Redmineを使ってAI管理、スケジュール管理をしたいと思い、DockerでRedmineを立ち上げることにしました。
構築手順を備忘録として残しておきます。
環境は以下です。
- ConoHa VPS (メモリ 1GB/CPU 2Core/SSD 100GB)
- Ubuntu 20.04.1 LTS
- Docker: 19.03.13
- Docker Compose: 1.27.4
- redmine: latest (2020/9/27 執筆時点では、4.1.1が最新)
- postgres: latest (2020/9/27 執筆時点では、13.0が最新)
目次
はじめに
DockerでRedmineを立ち上げるために事前調査をした結果、以下のような構築方針で作成することにしました。
【構築方針】
- RedmineのDockerコンテナはredmine(公式)[1]を使うことにする。
- Redmineのバージョンは4.1系を使うことにする。
- データベースはPostgreSQLを使い、dockerコンテナはpostgres(公式)[4]を使うことにする。
- 構築環境は「ConoHa VPS + Ubuntu」とする。
- SSL対応はSteveLTN/https-portal[2]コンテナを使う。
- 大人数で使うわけではないので、Memcachedは対応しない。
- Gメール設定で通知できるようにする。
なお、事前調査は「DockerでRedmineを立ち上げるための事前調査」でまとめているので、よろしければご覧ください。[3]
ConoHa VPSでサーバ構築する
本記事では、ConoHa VPS上に「Ubuntu 18.04.4 LTS」を立ち上げ、その上にDocker、Docker Composeを構築しています。Linux環境であれば、本記事の手順は有効だと思いますので、ご自分のLinux環境がある場合は、この章は飛ばしていただいて結構です。
ConoHa VPSは初期費用不要で月に数百円で利用できる仮想サーバのサービスです。
以下の記事でConoHa VPSにUbuntuを構築する方法をまとめたので、よろしければご覧ください。[5]
SSH接続するので、ドメインがあると良いです。
ConoHa VPSにドメインを設定する方法もまとめたので、よろしければご覧ください。[6]

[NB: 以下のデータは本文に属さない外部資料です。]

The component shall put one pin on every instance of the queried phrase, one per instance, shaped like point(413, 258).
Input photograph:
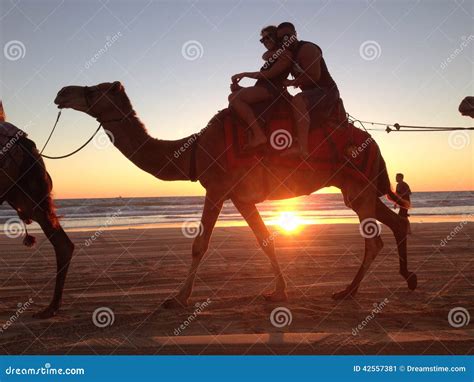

「Docker + Docker Compose」環境を構築する
「DockerとDocker Compose」をインストールします。
以下の記事で、インストール方法をまとめたので、よろしければご覧ください。[7]
「https-portal + Redmine + postgreSQL」環境を構築する
構築の流れとしては以下です。
- ネットワーク構成を考える
- フォルダ構成を考える
- webサーバ(https-portal)のdocker-compose.ymlを作成する
- appサーバ(Redmine + postgreSQL)のdocker-compose.ymlを作成する
- 環境ファイルを作成する
- メール設定用のconfiguration.ymlを作成する
- DNSサーバでRedmineとpostgreSQLのホスト名を設定する
- appサーバ⇒webサーバという順番でコンテナを起動する
ネットワーク構成を考える
ネットワーク構成は以下の図のようにしました。
- コンテナとしては、https-portalコンテナ、redmineコンテナ、postgresコンテナを作成
- https-portalコンテナはWebアクセスのために、ホスト側と80番(http)、443番ポート(https)を共有
- web_netというコンテナネットワークを作成し、各コンテナ間を接続
- web/docker-compose.ymlでhttps-portalコンテナを生成、app/docekr-copose.ymlでredmineコンテナとpostgresコンテナを生成
- https-portalコンテナはホスト側のnginx/ssl_certsディレクトリを共有
- redmineコンテナはホスト側のredmine/plugins, redmine/themes, redmine/configディレクトリを共有
- postgresコンテナはホスト側のdb/initdb, db/dbdataディレクトリを共有
フォルダの構成を考える
以下のような構成としました。
事前にmkdir
コマンドでディレクトリを作成してください。
myenv
|-- app
| |-- db
| | |-- dbdata
| | `-- initdb
| |-- docker-compose.yml
| `-- redmine
│ ├── config
│ │ └── configuration.yml
| |-- plugins
| `-- themes
`-- web
|-- docker-compose.yml
`-- nginx
`-- ssl_certs
webサーバ(https-portal)のdocker-compose.ymlを作成する
webサーバとして、https-portalコンテナを立ち上げるdocker-compose.ymlを作成します。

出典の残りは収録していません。